Hardiknas 2025, PGRI Kalbar Soroti Kekurangan Guru dan IPM yang Masih Tertinggal

Penulis: Anggita Putri
Editor: Try Juliansyah
AA

Text Sizes

Medium

Large

Larger

PERINGATAN HARDIKANAS - Sekretaris Umum PGRI Kalbar, Suherdiyanto. Ia menegaskan bahwa Kalbar masih kekurangan lebih dari 5.000 guru jenjang SMA dan SMK.

TRIBUNPONTIANAK.CO.ID, PONTIANAK - Peringatan Hari Pendidikan Nasional (Hardiknas) yang jatuh pada 2 Mei 2025 menjadi momentum untuk refleksi dan evaluasi khususnya dunia pendidikan.

Dimomentum ini beberapa hal menjadi sorotan. Sekretaris Umum PGRI Kalbar, Suherdiyanto, menegaskan bahwa Kalbar masih kekurangan lebih dari 5.000 guru jenjang SMA dan SMK.

“Data terakhir rekrutmen PPPK 2024 menunjukkan kebutuhan guru SMA/SMK Kalbar sekitar 8.490 orang. Tapi yang terpenuhi baru 3.067. Artinya, masih ada kekurangan sekitar 5.000 guru,” ungkap Suherdiyanto.

Krisis ini semakin parah akibat regulasi yang melarang dana BOS digunakan untuk membayar gaji guru honorer. Banyak sekolah yang terpaksa merumahkan guru karena tidak lagi mampu menggaji mereka.

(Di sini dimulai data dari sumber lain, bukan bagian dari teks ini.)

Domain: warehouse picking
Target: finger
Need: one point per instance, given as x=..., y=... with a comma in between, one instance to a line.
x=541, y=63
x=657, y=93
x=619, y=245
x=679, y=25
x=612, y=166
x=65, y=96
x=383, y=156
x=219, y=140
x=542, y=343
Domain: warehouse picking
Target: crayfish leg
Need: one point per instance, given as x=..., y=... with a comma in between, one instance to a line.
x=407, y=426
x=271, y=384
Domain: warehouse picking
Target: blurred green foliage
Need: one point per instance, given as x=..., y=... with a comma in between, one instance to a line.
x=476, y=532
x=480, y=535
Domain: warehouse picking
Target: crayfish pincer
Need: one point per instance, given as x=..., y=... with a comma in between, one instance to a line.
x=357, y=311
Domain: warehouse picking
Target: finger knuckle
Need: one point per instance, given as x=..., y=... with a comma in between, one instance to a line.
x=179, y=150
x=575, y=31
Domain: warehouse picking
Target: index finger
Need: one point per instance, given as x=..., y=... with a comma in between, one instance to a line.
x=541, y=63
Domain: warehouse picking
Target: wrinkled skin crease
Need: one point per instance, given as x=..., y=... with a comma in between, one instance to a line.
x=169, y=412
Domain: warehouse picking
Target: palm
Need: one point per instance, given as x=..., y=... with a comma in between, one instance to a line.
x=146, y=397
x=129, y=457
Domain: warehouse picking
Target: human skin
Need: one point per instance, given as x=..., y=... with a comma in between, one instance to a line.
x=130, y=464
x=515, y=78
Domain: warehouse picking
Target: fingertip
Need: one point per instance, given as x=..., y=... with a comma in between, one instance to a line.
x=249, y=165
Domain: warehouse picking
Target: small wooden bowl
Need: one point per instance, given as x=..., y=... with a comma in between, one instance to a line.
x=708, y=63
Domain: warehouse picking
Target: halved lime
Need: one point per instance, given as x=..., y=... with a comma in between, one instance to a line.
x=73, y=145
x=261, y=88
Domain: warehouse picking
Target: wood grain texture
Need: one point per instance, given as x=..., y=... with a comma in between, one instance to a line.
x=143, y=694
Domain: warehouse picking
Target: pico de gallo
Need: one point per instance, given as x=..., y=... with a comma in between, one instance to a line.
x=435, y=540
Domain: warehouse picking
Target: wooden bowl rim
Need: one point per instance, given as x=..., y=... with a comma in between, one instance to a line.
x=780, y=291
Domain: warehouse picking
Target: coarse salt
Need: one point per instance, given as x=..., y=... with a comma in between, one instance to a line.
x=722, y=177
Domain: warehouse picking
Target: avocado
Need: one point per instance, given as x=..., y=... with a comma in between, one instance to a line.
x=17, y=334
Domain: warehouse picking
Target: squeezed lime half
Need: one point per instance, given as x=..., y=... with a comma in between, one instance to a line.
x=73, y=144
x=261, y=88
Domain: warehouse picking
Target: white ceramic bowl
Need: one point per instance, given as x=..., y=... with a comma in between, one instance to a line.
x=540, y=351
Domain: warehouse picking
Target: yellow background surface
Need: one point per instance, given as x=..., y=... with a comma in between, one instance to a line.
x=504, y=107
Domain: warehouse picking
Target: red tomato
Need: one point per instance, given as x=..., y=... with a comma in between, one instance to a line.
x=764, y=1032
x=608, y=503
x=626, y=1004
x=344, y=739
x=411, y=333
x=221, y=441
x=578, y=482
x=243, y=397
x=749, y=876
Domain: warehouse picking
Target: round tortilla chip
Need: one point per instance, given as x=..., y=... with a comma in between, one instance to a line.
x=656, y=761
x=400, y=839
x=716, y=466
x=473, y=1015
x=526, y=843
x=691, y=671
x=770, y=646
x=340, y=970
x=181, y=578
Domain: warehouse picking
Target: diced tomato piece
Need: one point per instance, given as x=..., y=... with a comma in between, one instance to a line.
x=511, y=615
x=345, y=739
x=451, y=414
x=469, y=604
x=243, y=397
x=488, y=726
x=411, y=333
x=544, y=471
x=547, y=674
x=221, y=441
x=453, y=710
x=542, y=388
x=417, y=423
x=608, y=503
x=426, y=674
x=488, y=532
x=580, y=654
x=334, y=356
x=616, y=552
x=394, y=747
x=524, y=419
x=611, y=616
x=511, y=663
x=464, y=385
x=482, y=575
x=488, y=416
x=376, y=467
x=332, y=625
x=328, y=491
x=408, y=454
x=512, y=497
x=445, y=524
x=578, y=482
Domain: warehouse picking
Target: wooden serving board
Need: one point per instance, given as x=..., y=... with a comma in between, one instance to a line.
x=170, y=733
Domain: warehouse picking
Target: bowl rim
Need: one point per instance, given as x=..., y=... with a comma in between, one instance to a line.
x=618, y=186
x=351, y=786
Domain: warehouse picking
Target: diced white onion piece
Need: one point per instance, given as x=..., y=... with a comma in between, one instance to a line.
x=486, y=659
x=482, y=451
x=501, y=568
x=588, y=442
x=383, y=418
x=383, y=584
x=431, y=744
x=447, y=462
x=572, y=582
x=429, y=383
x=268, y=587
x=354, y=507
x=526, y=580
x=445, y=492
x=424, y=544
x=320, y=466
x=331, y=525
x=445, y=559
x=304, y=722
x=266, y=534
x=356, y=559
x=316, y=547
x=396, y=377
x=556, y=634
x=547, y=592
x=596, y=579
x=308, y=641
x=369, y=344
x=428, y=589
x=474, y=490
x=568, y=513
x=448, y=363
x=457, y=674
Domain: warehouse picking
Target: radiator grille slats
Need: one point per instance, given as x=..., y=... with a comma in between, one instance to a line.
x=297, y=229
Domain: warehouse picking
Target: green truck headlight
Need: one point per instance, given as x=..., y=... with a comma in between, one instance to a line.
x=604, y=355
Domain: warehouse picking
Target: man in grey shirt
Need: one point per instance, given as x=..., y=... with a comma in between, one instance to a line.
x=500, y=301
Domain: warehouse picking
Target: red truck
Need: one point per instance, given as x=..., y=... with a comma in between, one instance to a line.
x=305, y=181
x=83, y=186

Padahal, guru honorer selama ini menjadi tulang punggung utama pendidikan di banyak daerah terpencil Kalbar.

“Kita bisa bayangkan, kalau guru-guru honorer itu berhenti total, bagaimana layanan pendidikan bisa berjalan? Ini darurat, dan harus disikapi dengan kebijakan konkret,” tegasnya.

Suherdiyanto menyoroti minimnya keberpihakan kebijakan pemerintah terhadap tenaga pendidik, terutama yang berada di daerah tertinggal.

Ia meminta Gubernur Kalbar, Dinas Pendidikan dan DPRD, khususnya Komisi V untuk duduk bersama mencari solusi. Ia mengingatkan agar kasus 17 guru honorer yang dirumahkan baru-baru ini tidak terulang.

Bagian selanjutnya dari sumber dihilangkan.